Tories mull a Chinese plan for Izok Corridor that could bring billions of dollars to Nunavut

Quote:
Another massive Chinese-owned resource project is before Prime Minister Stephen Harper’s cabinet.

Some time in the new year, four federal ministers are to decide how to conduct an environmental review for the Izok Corridor proposal. It could bring many billions of dollars into the Arctic but would also see development of open-pit mines, roads, ports and other facilities in the centre of calving grounds for the fragile Bathurst caribou herd.

It would be hard to exaggerate the proposal’s scope. Centred at Izok Lake, about 260 kilometres southeast of Kugluktuk, the project would stretch throughout a vast swath of western Nunavut.

Izok Lake would have five separate underground and open-pit mines producing lead, zinc and copper.
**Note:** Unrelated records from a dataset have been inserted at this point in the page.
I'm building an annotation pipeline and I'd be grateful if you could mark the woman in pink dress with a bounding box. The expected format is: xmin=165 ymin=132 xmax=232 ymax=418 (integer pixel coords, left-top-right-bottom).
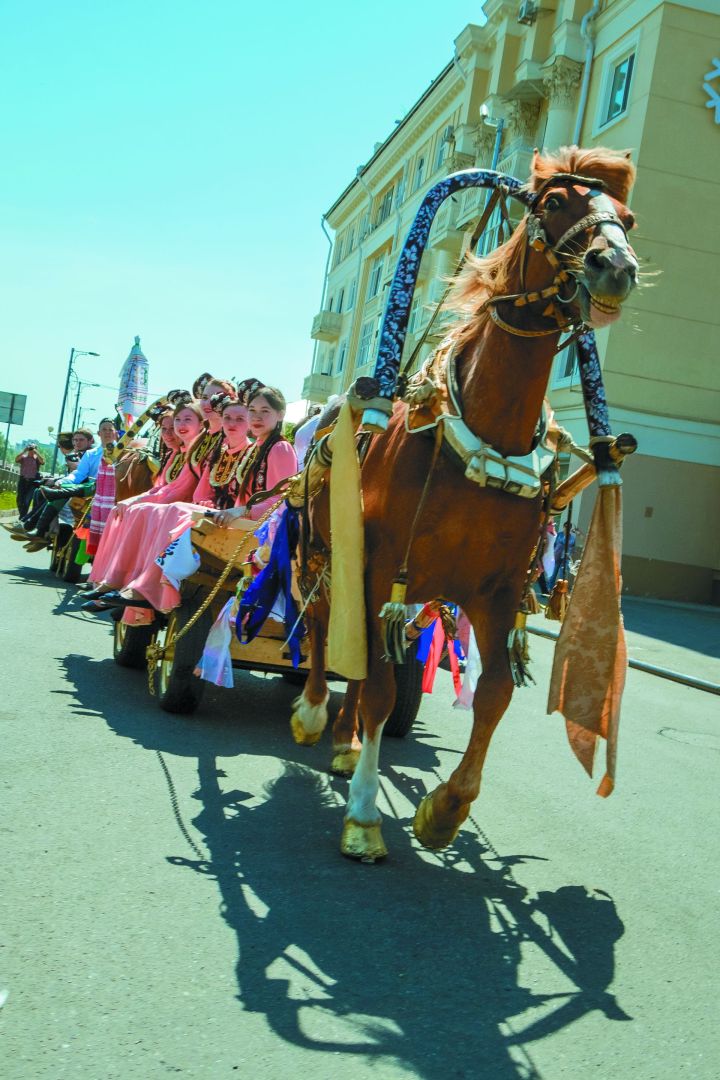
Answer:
xmin=90 ymin=402 xmax=205 ymax=595
xmin=84 ymin=380 xmax=259 ymax=622
xmin=215 ymin=387 xmax=298 ymax=527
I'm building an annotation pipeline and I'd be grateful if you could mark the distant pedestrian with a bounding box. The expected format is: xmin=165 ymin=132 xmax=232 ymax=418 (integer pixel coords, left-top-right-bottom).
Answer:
xmin=15 ymin=443 xmax=45 ymax=517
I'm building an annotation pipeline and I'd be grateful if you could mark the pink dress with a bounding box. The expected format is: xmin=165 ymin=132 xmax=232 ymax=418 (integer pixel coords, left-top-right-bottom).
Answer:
xmin=91 ymin=442 xmax=297 ymax=624
xmin=90 ymin=455 xmax=198 ymax=599
xmin=87 ymin=458 xmax=116 ymax=555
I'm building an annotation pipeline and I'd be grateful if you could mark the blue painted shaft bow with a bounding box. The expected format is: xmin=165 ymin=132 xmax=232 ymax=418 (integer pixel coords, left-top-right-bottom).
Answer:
xmin=363 ymin=168 xmax=531 ymax=430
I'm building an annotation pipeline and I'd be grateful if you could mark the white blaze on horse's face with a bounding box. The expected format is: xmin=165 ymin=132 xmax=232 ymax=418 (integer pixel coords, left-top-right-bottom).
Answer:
xmin=541 ymin=184 xmax=638 ymax=327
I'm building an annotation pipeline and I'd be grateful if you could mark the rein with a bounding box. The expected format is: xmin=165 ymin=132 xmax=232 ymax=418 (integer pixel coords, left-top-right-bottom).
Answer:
xmin=480 ymin=173 xmax=627 ymax=341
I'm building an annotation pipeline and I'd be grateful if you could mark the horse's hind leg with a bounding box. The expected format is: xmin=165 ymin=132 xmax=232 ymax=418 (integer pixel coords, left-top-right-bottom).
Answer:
xmin=330 ymin=679 xmax=363 ymax=777
xmin=340 ymin=649 xmax=395 ymax=862
xmin=290 ymin=605 xmax=329 ymax=746
xmin=413 ymin=603 xmax=515 ymax=849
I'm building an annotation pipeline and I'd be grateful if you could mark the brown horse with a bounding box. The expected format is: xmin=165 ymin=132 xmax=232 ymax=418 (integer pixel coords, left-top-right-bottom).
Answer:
xmin=293 ymin=147 xmax=638 ymax=860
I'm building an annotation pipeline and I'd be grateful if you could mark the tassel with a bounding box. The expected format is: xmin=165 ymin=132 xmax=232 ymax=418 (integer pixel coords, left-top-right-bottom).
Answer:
xmin=380 ymin=581 xmax=407 ymax=664
xmin=522 ymin=589 xmax=543 ymax=615
xmin=507 ymin=611 xmax=535 ymax=686
xmin=235 ymin=553 xmax=254 ymax=599
xmin=545 ymin=578 xmax=569 ymax=622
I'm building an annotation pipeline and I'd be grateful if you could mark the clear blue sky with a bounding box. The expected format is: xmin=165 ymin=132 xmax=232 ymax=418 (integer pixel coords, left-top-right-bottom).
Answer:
xmin=0 ymin=0 xmax=484 ymax=442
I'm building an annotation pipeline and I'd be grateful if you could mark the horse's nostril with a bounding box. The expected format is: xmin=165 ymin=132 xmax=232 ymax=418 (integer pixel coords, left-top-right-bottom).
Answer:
xmin=585 ymin=247 xmax=603 ymax=270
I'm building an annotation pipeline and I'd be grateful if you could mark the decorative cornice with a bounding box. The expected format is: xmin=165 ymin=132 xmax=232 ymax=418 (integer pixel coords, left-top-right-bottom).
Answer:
xmin=507 ymin=100 xmax=540 ymax=143
xmin=474 ymin=124 xmax=498 ymax=168
xmin=543 ymin=56 xmax=583 ymax=108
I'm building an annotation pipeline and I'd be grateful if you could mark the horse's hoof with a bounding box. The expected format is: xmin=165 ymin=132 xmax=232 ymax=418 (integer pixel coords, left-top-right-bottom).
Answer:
xmin=290 ymin=713 xmax=323 ymax=746
xmin=330 ymin=750 xmax=361 ymax=777
xmin=412 ymin=792 xmax=462 ymax=851
xmin=340 ymin=818 xmax=388 ymax=863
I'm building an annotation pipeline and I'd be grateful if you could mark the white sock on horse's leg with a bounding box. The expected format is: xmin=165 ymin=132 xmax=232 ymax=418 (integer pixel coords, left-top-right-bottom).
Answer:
xmin=345 ymin=720 xmax=385 ymax=825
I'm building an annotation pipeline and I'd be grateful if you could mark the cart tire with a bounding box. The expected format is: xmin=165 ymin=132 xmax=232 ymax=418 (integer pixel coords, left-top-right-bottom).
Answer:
xmin=112 ymin=618 xmax=155 ymax=669
xmin=155 ymin=598 xmax=213 ymax=714
xmin=382 ymin=643 xmax=423 ymax=739
xmin=59 ymin=535 xmax=82 ymax=585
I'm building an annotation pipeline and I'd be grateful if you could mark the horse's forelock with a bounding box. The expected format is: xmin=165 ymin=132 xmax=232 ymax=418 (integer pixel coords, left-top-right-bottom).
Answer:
xmin=529 ymin=146 xmax=635 ymax=203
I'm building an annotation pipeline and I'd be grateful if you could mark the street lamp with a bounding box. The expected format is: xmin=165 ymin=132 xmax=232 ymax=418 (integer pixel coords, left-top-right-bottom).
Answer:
xmin=50 ymin=348 xmax=99 ymax=473
xmin=72 ymin=379 xmax=101 ymax=431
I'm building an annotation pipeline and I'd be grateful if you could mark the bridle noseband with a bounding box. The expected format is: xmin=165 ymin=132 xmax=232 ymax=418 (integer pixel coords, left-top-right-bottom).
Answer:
xmin=485 ymin=173 xmax=627 ymax=339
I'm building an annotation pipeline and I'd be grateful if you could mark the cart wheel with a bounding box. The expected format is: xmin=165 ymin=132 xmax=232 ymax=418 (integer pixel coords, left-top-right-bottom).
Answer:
xmin=59 ymin=536 xmax=82 ymax=585
xmin=112 ymin=618 xmax=155 ymax=669
xmin=157 ymin=599 xmax=213 ymax=713
xmin=382 ymin=643 xmax=422 ymax=739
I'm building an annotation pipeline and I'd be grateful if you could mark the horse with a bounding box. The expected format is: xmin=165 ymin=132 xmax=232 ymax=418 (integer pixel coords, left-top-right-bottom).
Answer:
xmin=291 ymin=147 xmax=638 ymax=861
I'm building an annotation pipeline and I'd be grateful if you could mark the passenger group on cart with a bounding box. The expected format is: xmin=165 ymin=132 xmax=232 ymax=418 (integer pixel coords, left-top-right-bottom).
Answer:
xmin=12 ymin=147 xmax=638 ymax=862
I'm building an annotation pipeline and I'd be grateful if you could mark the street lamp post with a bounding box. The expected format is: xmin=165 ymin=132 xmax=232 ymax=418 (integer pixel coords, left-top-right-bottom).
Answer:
xmin=50 ymin=347 xmax=99 ymax=473
xmin=72 ymin=379 xmax=100 ymax=431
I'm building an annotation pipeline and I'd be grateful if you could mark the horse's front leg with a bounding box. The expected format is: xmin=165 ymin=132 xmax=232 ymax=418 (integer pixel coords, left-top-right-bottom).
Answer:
xmin=340 ymin=639 xmax=395 ymax=863
xmin=413 ymin=598 xmax=515 ymax=849
xmin=290 ymin=604 xmax=330 ymax=746
xmin=330 ymin=679 xmax=363 ymax=777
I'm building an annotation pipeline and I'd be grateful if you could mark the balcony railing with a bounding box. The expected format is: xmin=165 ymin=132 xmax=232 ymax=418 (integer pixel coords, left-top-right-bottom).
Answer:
xmin=302 ymin=372 xmax=336 ymax=403
xmin=310 ymin=311 xmax=342 ymax=341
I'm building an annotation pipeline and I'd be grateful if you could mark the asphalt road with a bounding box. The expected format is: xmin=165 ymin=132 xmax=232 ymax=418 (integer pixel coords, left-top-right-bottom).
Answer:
xmin=0 ymin=532 xmax=720 ymax=1080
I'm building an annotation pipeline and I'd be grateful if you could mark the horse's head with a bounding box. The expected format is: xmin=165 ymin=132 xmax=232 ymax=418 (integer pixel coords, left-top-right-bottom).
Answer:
xmin=527 ymin=147 xmax=638 ymax=327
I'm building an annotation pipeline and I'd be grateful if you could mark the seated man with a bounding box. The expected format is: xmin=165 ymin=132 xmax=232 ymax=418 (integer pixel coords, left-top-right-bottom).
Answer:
xmin=13 ymin=428 xmax=98 ymax=545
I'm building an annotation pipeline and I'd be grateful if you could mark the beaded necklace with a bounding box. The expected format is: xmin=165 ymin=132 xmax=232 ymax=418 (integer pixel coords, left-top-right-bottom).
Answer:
xmin=209 ymin=446 xmax=247 ymax=487
xmin=165 ymin=450 xmax=187 ymax=484
xmin=190 ymin=431 xmax=222 ymax=469
xmin=235 ymin=443 xmax=260 ymax=494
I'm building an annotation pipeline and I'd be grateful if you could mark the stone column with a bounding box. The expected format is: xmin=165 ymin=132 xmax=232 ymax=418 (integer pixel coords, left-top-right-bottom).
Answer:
xmin=543 ymin=56 xmax=583 ymax=150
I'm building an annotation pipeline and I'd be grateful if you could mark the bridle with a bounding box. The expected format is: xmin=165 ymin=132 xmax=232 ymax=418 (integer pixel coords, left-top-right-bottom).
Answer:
xmin=484 ymin=173 xmax=627 ymax=348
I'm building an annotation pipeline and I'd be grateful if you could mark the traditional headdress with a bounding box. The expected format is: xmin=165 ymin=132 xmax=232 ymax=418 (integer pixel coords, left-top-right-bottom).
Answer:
xmin=237 ymin=379 xmax=264 ymax=405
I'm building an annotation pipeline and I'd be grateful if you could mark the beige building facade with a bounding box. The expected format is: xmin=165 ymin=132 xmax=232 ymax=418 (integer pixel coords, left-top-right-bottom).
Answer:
xmin=303 ymin=0 xmax=720 ymax=604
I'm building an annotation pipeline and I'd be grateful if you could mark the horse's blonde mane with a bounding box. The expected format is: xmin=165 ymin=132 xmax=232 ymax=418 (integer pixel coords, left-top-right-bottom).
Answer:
xmin=445 ymin=146 xmax=635 ymax=346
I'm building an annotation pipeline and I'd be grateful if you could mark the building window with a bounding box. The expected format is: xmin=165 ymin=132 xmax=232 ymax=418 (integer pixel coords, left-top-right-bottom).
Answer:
xmin=602 ymin=53 xmax=635 ymax=124
xmin=367 ymin=255 xmax=385 ymax=300
xmin=336 ymin=338 xmax=348 ymax=375
xmin=435 ymin=124 xmax=452 ymax=168
xmin=593 ymin=33 xmax=640 ymax=134
xmin=357 ymin=319 xmax=375 ymax=367
xmin=322 ymin=346 xmax=335 ymax=375
xmin=412 ymin=157 xmax=425 ymax=191
xmin=376 ymin=188 xmax=395 ymax=225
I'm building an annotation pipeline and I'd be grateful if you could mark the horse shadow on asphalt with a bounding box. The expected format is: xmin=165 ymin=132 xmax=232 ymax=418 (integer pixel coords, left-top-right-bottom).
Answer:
xmin=63 ymin=656 xmax=630 ymax=1080
xmin=0 ymin=566 xmax=86 ymax=620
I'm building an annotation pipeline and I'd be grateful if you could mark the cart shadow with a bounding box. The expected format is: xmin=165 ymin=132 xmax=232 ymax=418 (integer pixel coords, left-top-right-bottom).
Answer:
xmin=0 ymin=566 xmax=90 ymax=619
xmin=64 ymin=656 xmax=629 ymax=1080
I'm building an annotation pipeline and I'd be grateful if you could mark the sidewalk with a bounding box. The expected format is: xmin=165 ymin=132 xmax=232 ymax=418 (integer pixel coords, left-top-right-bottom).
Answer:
xmin=530 ymin=596 xmax=720 ymax=683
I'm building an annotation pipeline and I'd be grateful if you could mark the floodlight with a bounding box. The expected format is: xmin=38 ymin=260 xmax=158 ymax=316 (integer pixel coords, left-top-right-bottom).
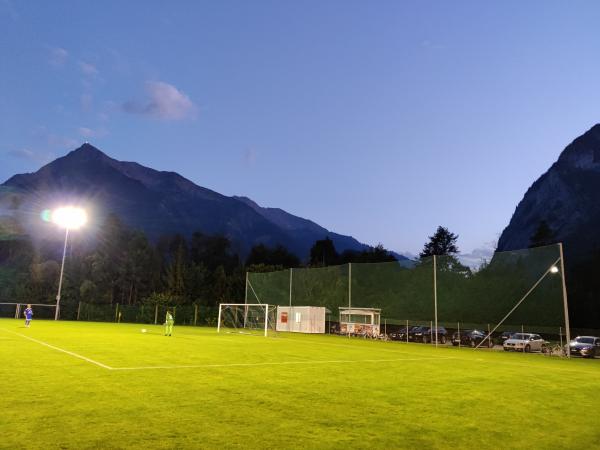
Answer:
xmin=51 ymin=206 xmax=87 ymax=320
xmin=52 ymin=206 xmax=87 ymax=230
Another site at High Lake, 300 kilometres to the northeast, would have another three mines.

MMG also wants a processing plant that could handle 6,000 tonnes of ore a day, tank farms for 35 million litres of diesel, two permanent camps totalling 1,000 beds, airstrips and a 350-kilometre all-weather road with 70 bridges that would stretch from Izok Lake to Grays Bay on the central Arctic coast.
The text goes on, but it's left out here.